Thursday, November 18, 2010

A Little About This Blog

I wrote a fairly long post about my recently posted video, but I deleted it because it was narcissist. You didn’t miss anything. I saved you from reading two pages of pretentious rambling. Actually, you should consider thanking me.

If I was completely honest with myself, I would admit there’s a perception of myself that I’d like to project onto this blog. And if I stop to think about how many people across the world will read this post, I’ll become self-conscious and concerned about every little thing that I write.

It’s worse for my videos, especially with the video about suicide. I mean, what do you say to someone who says that you saved their life? A part of me doesn’t feel adequate or qualified to comfort and support those people, even though they deeply feel like they can relate to me.

I honestly hope the best for them, really.

I wonder if its how Herman Melville felt when people asked him about whaling.

Recently, I took a personality test for a class. And even though it didn’t tell me anything I didn’t already know, it made me think about perceptions on the internet. I think everyone tends to act a little differently depending on their surroundings, but the internet provides a mass outlet to explore different aspects of your personality since you’re technically anonymous and able to regulate everything that you present to people; you decide which pictures are shown or you can precisely articulate your thoughts and ideas.

And with all the anonymity that the internet provides, I’d initially assume that people would become more rounded with their personality or characteristics, especially with the chance to interact with such a wide verity of people and resources, but I think the internet forces people to become more linear with their thinking and perceptions.

Internet users have more identities, but those identities have become more limited in their social scope. I think it’s fairly common for one person to have multiple screen names on one social network. It allows people to explore different parts of their beliefs and social tendencies without the repercussions of harming their initial or original identity.

I think that allows people to act like assholes. It provides an excuse to act differently from how they would normally perceive themselves.

In Orson Scott Card’s ‘Ender’s Game,’ children spread their ideas through the internet by posing as adults, and actual adults debated their thoughts and ideas, which shaped how they perceived the world.

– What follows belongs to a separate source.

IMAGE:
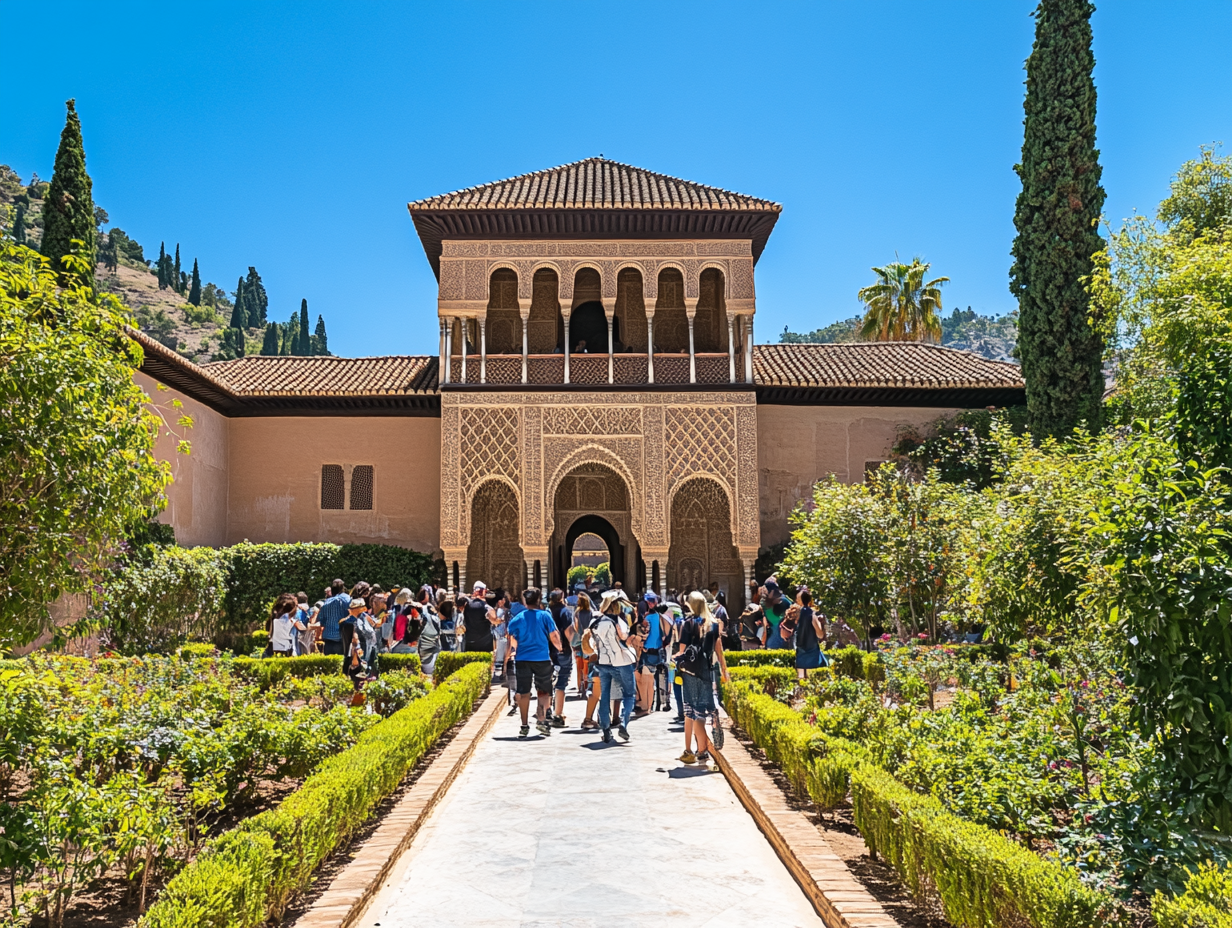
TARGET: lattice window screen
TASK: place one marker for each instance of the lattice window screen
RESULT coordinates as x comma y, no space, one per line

I think with the modern internet, we’re all pretending. We all have separate, anonymous identities that have no relation to our actual beliefs or self perception. It’s like that scene from ‘Out Cold’ where the two guys unknowingly cyber with each other on a lesbian chat room.

If I’m honest with myself, I’d admit that I care about how people perceive me on the internet. And not because I’m insecure or lonely, but because everyone cares just a little.

And in my blog, I want to write posts that will help me understand more about myself.

I want it to be real.


You're just bummed that I didn't draw a Thanksgiving dog.